L’attenzione delle aziende verso la sostenibilità e le tematiche ad essa collegate sta crescendo in maniera esponenziale. Questa tendenza è alimentata da vari fattori, tra cui una maggiore consapevolezza dell’impatto ambientale delle attività umane, l’urgenza di affrontare il cambiamento climatico e, non di meno, l’introduzione di nuove normative europee che mirano a regolare e promuovere la trasparenza nelle pratiche commerciali. Anche l’interesse dei consumatori per le questioni legate alla sostenibilità è in costante crescita. Sempre più persone sono consapevoli dell’impatto ambientale dei prodotti che acquistano e delle aziende da cui provengono e cercano attivamente marchi e prodotti che dimostrino un vero impegno verso la sostenibilità e la responsabilità sociale.

In questo contesto di crescente attenzione e regolamentazione sta emergendo però un nuovo fenomeno contrapposto a quello del greenwashing che solleva nuovi interrogativi sulla trasparenza delle aziende, il cosiddetto “greenhushing.

Nuove tutele per i consumatori contro il greenwashing

Secondo quanto emerso da un’indagine della Commissione Europea del 2020 nei paesi dell’UE circa il 53% delle dichiarazioni ambientali contiene informazioni vaghe, infondate o utilizza pratiche commerciali ingannevoli riguardo alle caratteristiche ecologiche dei prodotti, e ben il 40% di queste affermazioni non è supportato da dati verificabili. In risposta a tale fenomeno, a gennaio 2024, il Parlamento Europeo ha approvato in via definitiva una nuova direttiva (la cosiddetta “Direttiva Greenwashing”) proprio per migliorare l’etichettatura e la durabilità dei prodotti e porre fine alle dichiarazioni ingannevoli, oltre ad aiutare i consumatori a fare scelte rispettose dell’ambiente e incoraggiare le aziende a offrire loro prodotti più durevoli e sostenibili.

Greenhushing: il possibile effetto negativo della normativa

Se da un lato però queste normative sono utili per impedire ad alcune aziende pratiche scorrette sulla sostenibilità, dall’altro possono anche scoraggiare le imprese che adottano pratiche virtuose in favore di uno sviluppo più sostenibile dal condividere apertamente le loro iniziative e obiettivi per combattere il cambiamento climatico. Se prima le aziende comunicavano in modo eccessivo, spesso errato o fuorviante, oggi infatti il problema sembra possa diventare l’opposto. Ecco perché si parla greenhushing, che indica il silenzio o la mancanza di divulgazione da parte delle aziende riguardo agli impatti ambientali delle loro attività.
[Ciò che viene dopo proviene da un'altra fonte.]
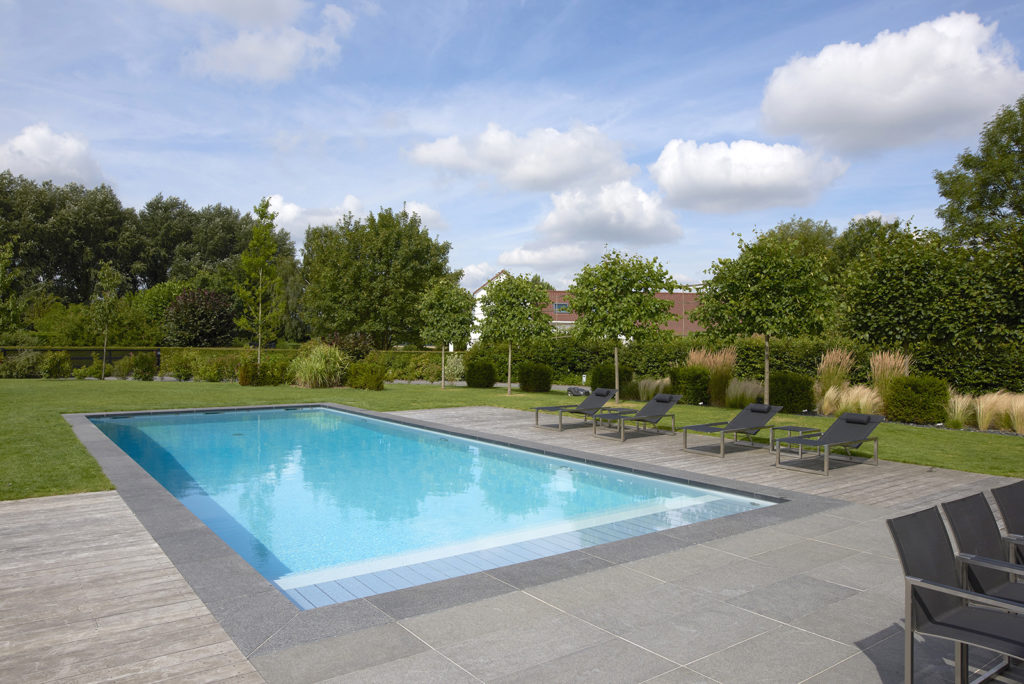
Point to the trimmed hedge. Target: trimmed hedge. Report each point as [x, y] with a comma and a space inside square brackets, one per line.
[479, 373]
[692, 383]
[794, 391]
[920, 399]
[535, 377]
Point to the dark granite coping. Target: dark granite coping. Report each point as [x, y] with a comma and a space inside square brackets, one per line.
[260, 620]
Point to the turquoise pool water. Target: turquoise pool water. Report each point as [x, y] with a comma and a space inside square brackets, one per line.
[311, 495]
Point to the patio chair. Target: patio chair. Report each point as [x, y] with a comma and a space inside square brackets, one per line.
[1010, 501]
[648, 415]
[848, 431]
[750, 421]
[587, 408]
[977, 532]
[936, 605]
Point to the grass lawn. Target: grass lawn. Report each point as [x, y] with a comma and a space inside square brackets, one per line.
[39, 455]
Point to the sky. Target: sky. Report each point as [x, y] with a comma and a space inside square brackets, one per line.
[532, 136]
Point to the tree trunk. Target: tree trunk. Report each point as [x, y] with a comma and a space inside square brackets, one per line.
[619, 399]
[767, 400]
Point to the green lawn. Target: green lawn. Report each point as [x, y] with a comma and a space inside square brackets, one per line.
[39, 455]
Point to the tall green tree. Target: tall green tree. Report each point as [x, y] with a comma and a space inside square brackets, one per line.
[259, 288]
[513, 314]
[778, 285]
[368, 275]
[103, 306]
[448, 315]
[616, 299]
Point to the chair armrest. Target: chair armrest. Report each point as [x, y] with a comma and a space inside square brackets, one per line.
[974, 597]
[991, 563]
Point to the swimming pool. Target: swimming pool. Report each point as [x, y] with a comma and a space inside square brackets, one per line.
[332, 506]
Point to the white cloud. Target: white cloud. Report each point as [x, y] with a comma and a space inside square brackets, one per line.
[947, 76]
[296, 219]
[40, 154]
[273, 53]
[741, 175]
[545, 159]
[430, 218]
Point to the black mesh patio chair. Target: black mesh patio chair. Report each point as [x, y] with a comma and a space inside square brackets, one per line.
[750, 421]
[587, 408]
[647, 416]
[1010, 501]
[849, 431]
[977, 532]
[936, 605]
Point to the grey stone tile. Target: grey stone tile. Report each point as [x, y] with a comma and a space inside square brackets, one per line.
[784, 654]
[711, 627]
[804, 555]
[426, 668]
[444, 628]
[792, 597]
[439, 595]
[551, 568]
[611, 663]
[338, 655]
[861, 570]
[508, 651]
[683, 563]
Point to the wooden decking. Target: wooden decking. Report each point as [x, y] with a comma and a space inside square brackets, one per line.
[88, 596]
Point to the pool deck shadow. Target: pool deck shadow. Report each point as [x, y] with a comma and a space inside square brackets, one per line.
[809, 590]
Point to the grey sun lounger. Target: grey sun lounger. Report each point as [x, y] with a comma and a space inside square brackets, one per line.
[587, 408]
[750, 421]
[938, 605]
[976, 531]
[849, 431]
[648, 415]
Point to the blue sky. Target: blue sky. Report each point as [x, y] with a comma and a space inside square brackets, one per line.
[528, 134]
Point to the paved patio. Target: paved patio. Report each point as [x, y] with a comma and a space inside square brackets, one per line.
[805, 591]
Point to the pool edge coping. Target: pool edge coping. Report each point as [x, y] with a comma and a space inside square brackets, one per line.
[260, 620]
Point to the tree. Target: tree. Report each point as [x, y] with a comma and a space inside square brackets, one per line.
[513, 313]
[778, 285]
[259, 288]
[368, 275]
[448, 315]
[616, 299]
[104, 302]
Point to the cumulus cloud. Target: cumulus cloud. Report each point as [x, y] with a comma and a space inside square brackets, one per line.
[296, 219]
[741, 175]
[273, 52]
[544, 159]
[41, 154]
[940, 77]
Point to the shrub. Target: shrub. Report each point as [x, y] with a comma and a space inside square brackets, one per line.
[692, 383]
[740, 392]
[920, 399]
[887, 366]
[989, 409]
[648, 387]
[960, 411]
[535, 377]
[793, 391]
[56, 365]
[367, 375]
[479, 373]
[603, 375]
[320, 365]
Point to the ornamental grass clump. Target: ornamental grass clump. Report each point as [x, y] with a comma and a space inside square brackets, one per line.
[960, 411]
[886, 366]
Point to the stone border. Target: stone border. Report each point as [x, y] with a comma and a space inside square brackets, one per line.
[260, 620]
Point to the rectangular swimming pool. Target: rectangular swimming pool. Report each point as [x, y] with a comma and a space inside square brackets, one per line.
[332, 506]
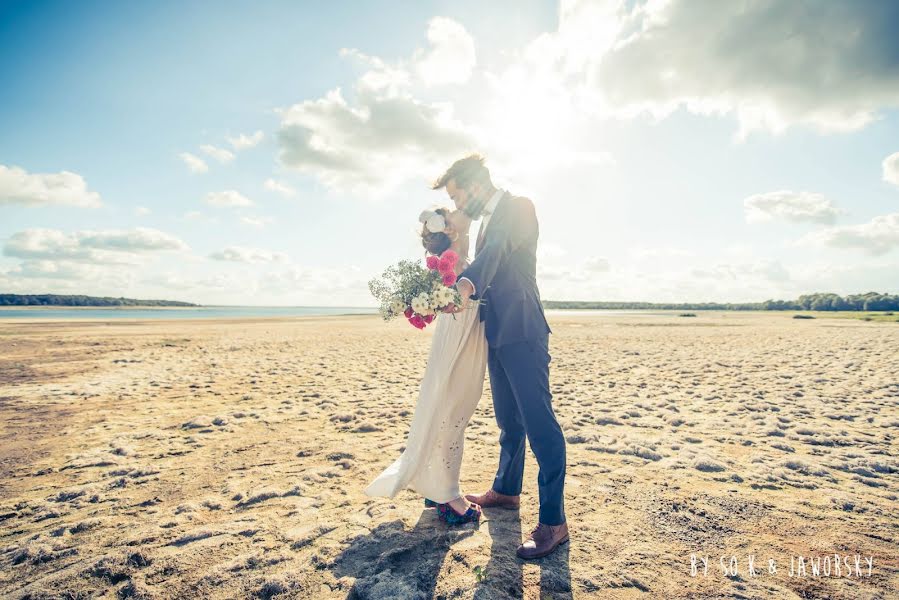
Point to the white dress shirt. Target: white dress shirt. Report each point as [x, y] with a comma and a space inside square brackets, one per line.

Appare sempre più frequente che molte aziende attente alla sostenibilità stanno deliberatamente nascondendo i propri obiettivi climatici, in contrasto con la precedente tendenza di fare promesse audaci sul cambiamento climatico. Secondo alcuni studi le aziende attente al clima ma più propense al greenhushing sono quelle dei settori della moda, dei beni di consumo, della tecnologia, del petrolio e dei servizi ambientali. Le aziende di beni di consumo, come quelle alimentari, praticano misure di greenhushing nell’86% dei casi. Il maggiore controllo da parte di investitori, clienti e media, come pure il cambiamento normativo sono tra le principali motivazioni che si celano dietro questo fenomeno per non comunicare i propri impegni climatici.

In conclusione…

Una comunicazione precisa e trasparente è fondamentale per permettere ai consumatori di fare scelte informate e favorire un’economia più sostenibile a lungo termine. Le aziende che si impegnano seriamente a migliorare la sostenibilità ambientale dei loro prodotti beneficeranno di queste nuove norme e saranno più facilmente riconosciute e apprezzate dai consumatori, il che potrebbe tradursi in un aumento delle vendite anziché dover competere in modo sleale. È fondamentale quindi che più aziende aumentino la propria ambizione climatica collaborando con la catena di fornitura, educando gli stakeholder e condividendo iniziative e strategie, che possono portare a un continuo miglioramento dei settori di riferimento.